Within the privacy coins space, there are two approaches. “All transactions on the network are private by mandate. There is no way to accidentally send a transparent transaction,” says Monero. Yet, ZCash provides an option. “The owner of an address may choose to disclose z-address and transaction details with trusted third parties - think auditory and compliance needs - through the use of view keys and payment disclosure,” the platform says.

The anonymity is further tightened by the use of a technique called Ring CT, which hides the real transaction values and uses obscure wallet addresses for these transactions. ZCash coin also uses similar techniques to help users with anonymous transactions, the only difference being, it uses a system called “zk-SNARKS” instead of zk-proofs to authenticate transactions without having to convey any information that would otherwise be needed.
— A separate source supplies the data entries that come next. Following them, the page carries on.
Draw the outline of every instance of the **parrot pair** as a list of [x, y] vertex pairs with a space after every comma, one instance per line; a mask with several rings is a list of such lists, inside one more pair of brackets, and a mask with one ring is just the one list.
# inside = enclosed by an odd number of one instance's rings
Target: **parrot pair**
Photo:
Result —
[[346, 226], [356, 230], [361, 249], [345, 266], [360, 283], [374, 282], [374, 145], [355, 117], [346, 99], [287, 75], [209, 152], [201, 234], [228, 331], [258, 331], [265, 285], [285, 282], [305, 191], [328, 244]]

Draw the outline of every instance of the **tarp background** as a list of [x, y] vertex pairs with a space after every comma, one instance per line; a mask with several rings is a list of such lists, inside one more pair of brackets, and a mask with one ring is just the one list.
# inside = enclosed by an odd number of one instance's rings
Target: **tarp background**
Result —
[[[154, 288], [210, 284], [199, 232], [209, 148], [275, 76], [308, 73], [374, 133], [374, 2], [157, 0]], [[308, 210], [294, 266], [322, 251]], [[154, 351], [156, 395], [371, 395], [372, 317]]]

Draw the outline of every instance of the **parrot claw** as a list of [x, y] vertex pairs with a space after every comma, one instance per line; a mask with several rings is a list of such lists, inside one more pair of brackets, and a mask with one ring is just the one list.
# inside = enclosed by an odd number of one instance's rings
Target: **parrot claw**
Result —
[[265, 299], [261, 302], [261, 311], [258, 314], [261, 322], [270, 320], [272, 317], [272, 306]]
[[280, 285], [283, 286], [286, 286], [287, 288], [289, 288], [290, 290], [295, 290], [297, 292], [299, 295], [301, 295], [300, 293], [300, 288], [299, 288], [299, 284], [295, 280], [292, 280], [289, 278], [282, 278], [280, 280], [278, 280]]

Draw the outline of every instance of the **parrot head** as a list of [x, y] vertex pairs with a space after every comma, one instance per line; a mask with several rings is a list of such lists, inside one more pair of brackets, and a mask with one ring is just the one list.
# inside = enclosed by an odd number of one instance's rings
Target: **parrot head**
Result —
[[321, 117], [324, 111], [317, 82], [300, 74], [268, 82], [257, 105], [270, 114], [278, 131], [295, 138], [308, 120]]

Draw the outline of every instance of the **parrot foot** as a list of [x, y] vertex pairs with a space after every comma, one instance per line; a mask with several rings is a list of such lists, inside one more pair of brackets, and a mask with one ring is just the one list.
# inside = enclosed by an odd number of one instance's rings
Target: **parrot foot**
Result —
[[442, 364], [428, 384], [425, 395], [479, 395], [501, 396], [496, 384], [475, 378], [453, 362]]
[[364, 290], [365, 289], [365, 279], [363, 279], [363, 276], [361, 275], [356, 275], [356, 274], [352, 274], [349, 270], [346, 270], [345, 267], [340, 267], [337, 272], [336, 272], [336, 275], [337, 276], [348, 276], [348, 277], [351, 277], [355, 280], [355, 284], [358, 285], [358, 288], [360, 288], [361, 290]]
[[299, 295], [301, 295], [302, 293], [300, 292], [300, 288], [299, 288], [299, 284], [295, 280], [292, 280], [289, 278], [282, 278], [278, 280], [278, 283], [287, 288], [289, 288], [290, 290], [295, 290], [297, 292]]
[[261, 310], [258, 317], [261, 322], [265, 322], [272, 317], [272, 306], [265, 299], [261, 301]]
Another coin, Super Zero Protocol, takes it a step further with the “Super ZK” method that is claimed to be 20 times faster than ZCash’s method.

Certain coins, such as Grin, also use the method of hiding transactions and complicating the trail by sending it through several peers on different networks, while removing details such as the origin of the transaction and the amount. The Verge coin integrates the TOR, or The Onion Router platform, to hide IP addresses of the sender and the receiver of a transaction.

The risk to the existence of private cryptocurrencies comes from their appeal - ensuring privacy and anonymity. No government would want to risk illegal financial transactions or funding of activities using cryptos, which can’t be traced. Privacy coins attempt to make the trail go cold. No wonder they have kicked up a firestorm.